Gerard ’t Hooft, a Dutch Nobel laureate and
ambassador for Mars One, said he did not
believe the mission could take off by 2024
as planned.
“It will take quite a bit longer and be quite
a bit more expensive. When they first
asked me to be involved I told them ‘you
have to put a zero after everything’,” he
said, implying that a launch date 100 years
from now with a budget of tens of billions
of dollars would be an achievable goal.
But, ’t Hooft added, “People don’t want
something 100 years from now.”
Last week the organisation announced its
shortlist of 100 applicants, including five
British hopefuls, to be the first members of
a permanent human colony on the red
planet.
According to the Mars One’s official
timeline , a stationary lander and satellite
will be sent to Mars in 2018, followed by a
rover in 2020 and cargo missions starting
in 2022. Humans would start arriving in
2025, and crews of four would be sent
every two years to add to the settlement.
More on this topic
Mars One mission: a one-way trip to the
red planet in 2024
Bas Lansdorp, the founder of Mars One,
remains upbeat about the prospects of the
mission, which he is hoping to fund by
selling rights to film it for a reality
television series to be made by Endemol,
the Dutch producer of Big Brother. “Don’t
forget that when Kennedy announced the
Moon mission he had less time,” Lansdorp,
who has a background in mechanical
engineering, told the Guardian.
Scientists, though, have remained doubtful
that the mission will get beyond the
hypothetical stage, citing its lack of
funding and the lack of a spacecraft or
habitat suitable for supporting life on a
long-term mission.
A recent analysis by a team at the
Massachusetts Institute of Technology
(MIT) identified crucial flaws with Mars
One’s published plans and predicted that
even if the astronauts got to the surface
unscathed, the first person would suffocate
within 68 days because of a lack of
equipment to balance oxygen levels
effectively.
T’Hooft, of Utrecht University, said he was
concerned by the findings. “I understand
the scepticism very well. People from
outside will say ‘wait a minute, you have to
be careful with what you’re doing and
what you’re claiming’. Maybe there’s a
need to reassess,” he said.
He added that the “proper thing” would be
for Mars One to publish its own analysis to
demonstrate that their own more
favourable projections about life on the
Red Planet were sound.
Despite being sceptical about the details,
t’Hooft said he still supported the project’s
overall goals. “Let them be optimistic and
see how far they get,” he said.
Sydney Do, a graduate student at MIT and
part of a team who tested the feasibility of
the proposals, said they quickly realised
that many of the technologies that were
integral to the plan were not available or
even under development. “There’s no
deep-space habitat in development, there’s
no lander in development,” he said.
The calculations highlight the complexity
of simply trying to balance the gas levels
inside the inflatable capsule in which the
astronauts would reside. The amount of
CO2 exhaled by the astronauts is not
enough to keep the plants alive and if you
manage to pump in enough CO2 from the
outside, the amount of O2 produced by the
crops is too great, creating a fire risk.
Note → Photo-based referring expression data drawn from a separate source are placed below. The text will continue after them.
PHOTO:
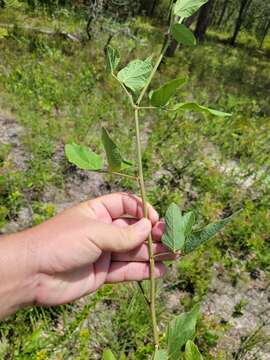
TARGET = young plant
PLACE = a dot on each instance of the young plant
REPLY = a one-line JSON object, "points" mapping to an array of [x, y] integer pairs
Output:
{"points": [[180, 236]]}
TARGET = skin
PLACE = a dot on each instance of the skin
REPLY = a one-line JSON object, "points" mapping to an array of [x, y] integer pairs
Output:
{"points": [[77, 251]]}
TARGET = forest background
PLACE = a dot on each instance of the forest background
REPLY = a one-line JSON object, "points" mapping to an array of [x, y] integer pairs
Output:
{"points": [[54, 90]]}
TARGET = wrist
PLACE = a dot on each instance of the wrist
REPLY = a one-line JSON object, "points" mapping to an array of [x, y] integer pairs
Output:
{"points": [[18, 273]]}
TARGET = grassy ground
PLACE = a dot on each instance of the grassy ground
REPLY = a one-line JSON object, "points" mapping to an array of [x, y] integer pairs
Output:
{"points": [[59, 92]]}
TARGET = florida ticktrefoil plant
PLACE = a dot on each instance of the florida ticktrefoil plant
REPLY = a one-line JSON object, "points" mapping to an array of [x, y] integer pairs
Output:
{"points": [[180, 236]]}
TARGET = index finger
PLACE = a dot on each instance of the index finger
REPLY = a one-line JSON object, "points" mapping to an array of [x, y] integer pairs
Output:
{"points": [[112, 206]]}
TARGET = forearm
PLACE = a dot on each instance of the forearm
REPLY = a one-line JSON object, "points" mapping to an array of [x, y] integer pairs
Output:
{"points": [[17, 273]]}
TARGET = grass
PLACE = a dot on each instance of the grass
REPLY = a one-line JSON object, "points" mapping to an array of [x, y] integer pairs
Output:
{"points": [[59, 92]]}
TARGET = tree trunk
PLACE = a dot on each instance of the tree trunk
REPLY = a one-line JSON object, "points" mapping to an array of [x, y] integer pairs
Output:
{"points": [[223, 11], [204, 20], [266, 29], [244, 6], [174, 44]]}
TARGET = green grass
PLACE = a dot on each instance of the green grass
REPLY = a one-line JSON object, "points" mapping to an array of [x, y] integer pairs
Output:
{"points": [[59, 92]]}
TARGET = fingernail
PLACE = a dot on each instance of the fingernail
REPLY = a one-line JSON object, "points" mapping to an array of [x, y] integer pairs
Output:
{"points": [[143, 226]]}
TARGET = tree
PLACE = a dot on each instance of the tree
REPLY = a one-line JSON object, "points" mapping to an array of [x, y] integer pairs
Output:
{"points": [[204, 20], [173, 43], [265, 32], [223, 11], [243, 9]]}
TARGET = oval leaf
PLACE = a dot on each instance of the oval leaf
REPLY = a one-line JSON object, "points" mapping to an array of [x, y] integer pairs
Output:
{"points": [[180, 330], [192, 352], [200, 237], [112, 58], [186, 8], [83, 157], [178, 227], [161, 96], [192, 106], [187, 222], [136, 74], [112, 152], [183, 35], [3, 33], [108, 355], [174, 237], [161, 355]]}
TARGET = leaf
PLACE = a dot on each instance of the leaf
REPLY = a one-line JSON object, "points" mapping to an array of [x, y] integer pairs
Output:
{"points": [[174, 236], [183, 35], [186, 8], [162, 95], [114, 157], [112, 58], [192, 352], [3, 33], [113, 154], [136, 74], [200, 237], [161, 355], [177, 228], [83, 157], [180, 330], [192, 106], [187, 223], [108, 355]]}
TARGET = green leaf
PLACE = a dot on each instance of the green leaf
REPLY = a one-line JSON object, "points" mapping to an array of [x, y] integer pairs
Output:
{"points": [[192, 106], [112, 58], [186, 8], [114, 157], [177, 228], [192, 352], [136, 74], [174, 236], [162, 95], [187, 222], [180, 330], [183, 35], [108, 355], [83, 157], [161, 355], [3, 33], [200, 237], [113, 154]]}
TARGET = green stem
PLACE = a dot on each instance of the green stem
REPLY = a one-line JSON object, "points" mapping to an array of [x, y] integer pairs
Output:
{"points": [[117, 174], [150, 242], [153, 73]]}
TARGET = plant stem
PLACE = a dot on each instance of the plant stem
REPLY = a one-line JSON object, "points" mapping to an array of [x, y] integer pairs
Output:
{"points": [[116, 173], [143, 293], [150, 242], [153, 73]]}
The first astronaut would suffocate within
68 days, in the absence of a new machine
capable of selectively pumping oxygen out
of an environment, the MIT study suggests.
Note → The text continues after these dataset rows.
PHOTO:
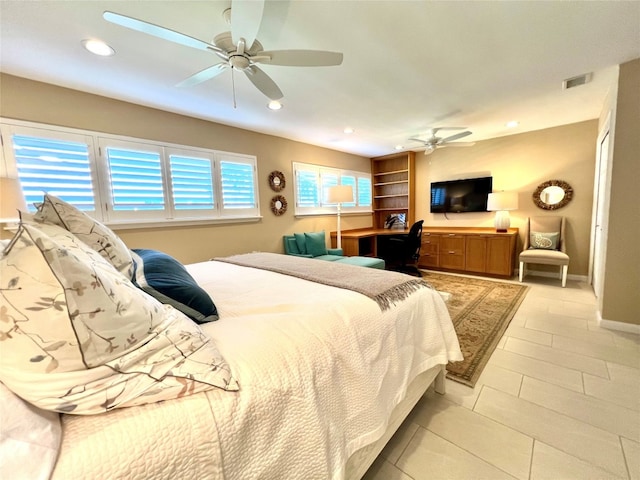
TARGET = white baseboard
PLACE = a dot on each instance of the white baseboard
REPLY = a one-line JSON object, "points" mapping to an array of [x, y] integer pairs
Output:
{"points": [[538, 273], [619, 326]]}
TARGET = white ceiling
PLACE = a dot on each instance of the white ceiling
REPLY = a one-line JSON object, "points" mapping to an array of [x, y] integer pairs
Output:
{"points": [[408, 65]]}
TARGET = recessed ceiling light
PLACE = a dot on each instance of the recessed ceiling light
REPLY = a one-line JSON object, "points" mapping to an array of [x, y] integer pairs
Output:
{"points": [[98, 47]]}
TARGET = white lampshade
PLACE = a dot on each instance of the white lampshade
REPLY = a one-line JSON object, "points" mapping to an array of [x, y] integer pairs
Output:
{"points": [[502, 201], [340, 194], [11, 199]]}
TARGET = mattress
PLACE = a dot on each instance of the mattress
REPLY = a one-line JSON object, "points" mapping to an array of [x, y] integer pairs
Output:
{"points": [[320, 371]]}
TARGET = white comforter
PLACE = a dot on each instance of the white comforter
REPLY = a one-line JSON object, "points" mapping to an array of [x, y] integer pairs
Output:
{"points": [[320, 370]]}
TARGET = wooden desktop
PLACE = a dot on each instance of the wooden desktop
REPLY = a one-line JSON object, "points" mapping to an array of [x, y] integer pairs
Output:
{"points": [[363, 242]]}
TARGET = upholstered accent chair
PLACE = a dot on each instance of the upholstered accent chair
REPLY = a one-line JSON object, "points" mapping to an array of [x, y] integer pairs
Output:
{"points": [[544, 243]]}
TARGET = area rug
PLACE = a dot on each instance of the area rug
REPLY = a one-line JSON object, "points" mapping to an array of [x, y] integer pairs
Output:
{"points": [[481, 311]]}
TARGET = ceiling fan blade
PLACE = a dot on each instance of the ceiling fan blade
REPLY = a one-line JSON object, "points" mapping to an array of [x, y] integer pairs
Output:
{"points": [[456, 136], [263, 82], [157, 31], [204, 75], [246, 16], [302, 58], [457, 144]]}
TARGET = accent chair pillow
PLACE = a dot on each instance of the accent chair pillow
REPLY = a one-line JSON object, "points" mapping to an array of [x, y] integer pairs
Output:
{"points": [[544, 241], [316, 244], [78, 337], [101, 238], [165, 279]]}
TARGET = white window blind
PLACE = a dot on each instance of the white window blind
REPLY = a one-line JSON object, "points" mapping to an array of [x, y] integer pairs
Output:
{"points": [[191, 182], [119, 180], [59, 166]]}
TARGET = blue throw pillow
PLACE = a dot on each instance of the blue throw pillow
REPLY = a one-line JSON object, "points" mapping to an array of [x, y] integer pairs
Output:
{"points": [[301, 242], [316, 244], [544, 241], [166, 279]]}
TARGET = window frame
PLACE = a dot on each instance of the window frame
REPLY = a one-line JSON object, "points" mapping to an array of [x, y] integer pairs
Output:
{"points": [[324, 178], [98, 142]]}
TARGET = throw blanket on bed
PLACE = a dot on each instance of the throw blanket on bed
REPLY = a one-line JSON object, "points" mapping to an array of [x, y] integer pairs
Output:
{"points": [[384, 287]]}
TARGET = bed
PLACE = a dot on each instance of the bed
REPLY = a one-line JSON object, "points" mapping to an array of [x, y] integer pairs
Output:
{"points": [[327, 368]]}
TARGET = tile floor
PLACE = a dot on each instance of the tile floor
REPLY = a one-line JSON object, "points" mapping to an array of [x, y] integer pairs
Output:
{"points": [[559, 399]]}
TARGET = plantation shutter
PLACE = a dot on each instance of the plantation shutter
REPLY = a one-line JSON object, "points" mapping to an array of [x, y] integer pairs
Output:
{"points": [[191, 183], [237, 179], [307, 188], [56, 166], [364, 192]]}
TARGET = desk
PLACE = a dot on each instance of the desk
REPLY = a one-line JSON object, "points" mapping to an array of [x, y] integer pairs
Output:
{"points": [[366, 242]]}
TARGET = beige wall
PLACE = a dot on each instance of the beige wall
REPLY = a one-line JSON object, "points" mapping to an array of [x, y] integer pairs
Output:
{"points": [[38, 102], [520, 163], [620, 300]]}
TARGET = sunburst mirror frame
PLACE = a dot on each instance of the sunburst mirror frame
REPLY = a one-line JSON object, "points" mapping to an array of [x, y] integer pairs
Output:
{"points": [[566, 188]]}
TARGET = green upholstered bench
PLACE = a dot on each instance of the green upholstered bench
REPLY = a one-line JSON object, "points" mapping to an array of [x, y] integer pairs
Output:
{"points": [[370, 262]]}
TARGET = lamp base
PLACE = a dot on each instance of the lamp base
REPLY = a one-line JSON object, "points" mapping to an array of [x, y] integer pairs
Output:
{"points": [[502, 221]]}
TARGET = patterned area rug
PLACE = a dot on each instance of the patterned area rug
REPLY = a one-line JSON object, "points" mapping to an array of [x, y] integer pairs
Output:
{"points": [[481, 311]]}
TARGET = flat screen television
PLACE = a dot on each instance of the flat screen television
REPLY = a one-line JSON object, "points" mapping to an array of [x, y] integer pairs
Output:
{"points": [[459, 196]]}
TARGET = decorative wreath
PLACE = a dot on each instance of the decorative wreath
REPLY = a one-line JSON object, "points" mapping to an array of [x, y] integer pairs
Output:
{"points": [[568, 194], [277, 181], [278, 205]]}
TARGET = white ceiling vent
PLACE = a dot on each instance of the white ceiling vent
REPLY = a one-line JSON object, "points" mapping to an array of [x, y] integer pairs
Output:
{"points": [[576, 81]]}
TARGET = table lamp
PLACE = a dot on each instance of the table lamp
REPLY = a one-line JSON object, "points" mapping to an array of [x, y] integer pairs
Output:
{"points": [[339, 194], [501, 203]]}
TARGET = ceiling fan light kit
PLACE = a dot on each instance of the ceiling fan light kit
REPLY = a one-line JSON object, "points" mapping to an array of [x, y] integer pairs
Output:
{"points": [[231, 47], [434, 141]]}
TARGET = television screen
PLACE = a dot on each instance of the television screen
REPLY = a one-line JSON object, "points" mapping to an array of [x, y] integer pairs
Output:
{"points": [[457, 196]]}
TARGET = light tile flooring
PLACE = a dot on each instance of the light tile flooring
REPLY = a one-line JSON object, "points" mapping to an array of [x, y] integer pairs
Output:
{"points": [[559, 399]]}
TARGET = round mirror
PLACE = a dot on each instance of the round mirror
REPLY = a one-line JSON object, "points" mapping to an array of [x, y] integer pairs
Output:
{"points": [[552, 195]]}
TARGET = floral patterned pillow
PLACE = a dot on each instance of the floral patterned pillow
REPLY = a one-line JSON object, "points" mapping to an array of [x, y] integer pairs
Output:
{"points": [[101, 238], [78, 337]]}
The assessment also estimated that an area
of about 200 square metres would be
needed to grow food to support four
people, compared with the 50 square
metres that Mars One estimates would be
needed to feed 12 astronauts.
Do said that Mars One representatives had
treated the findings with a “mix of
defensiveness and condescension”. “They
haven’t provided any concrete dispute
with the findings,” he said. “They’re not
being as transparent as they should be,
especially when human life is at risk
here.”
Lansdorp said the MIT analysis had
included “preposterous decisions” on the
design of the simulation, which had led to
incorrect conclusions. He said these would
be challenged by a new assessment by
Paragon Space Corporation, commissioned
by Mars One. “They’ve been wrapping up
their own study, which will be out in early
March. They called the MIT analysis ‘very
naive’,” he said.
There was potential for delays to the
timeline, said Lansdorp, but added that he
believed a 2024 launch was achievable in
theory. “When we had to put back the
launch date from 2023 to 2024, my co-
founder said ‘great, our first delay. We’re
starting to look like a real space mission’.”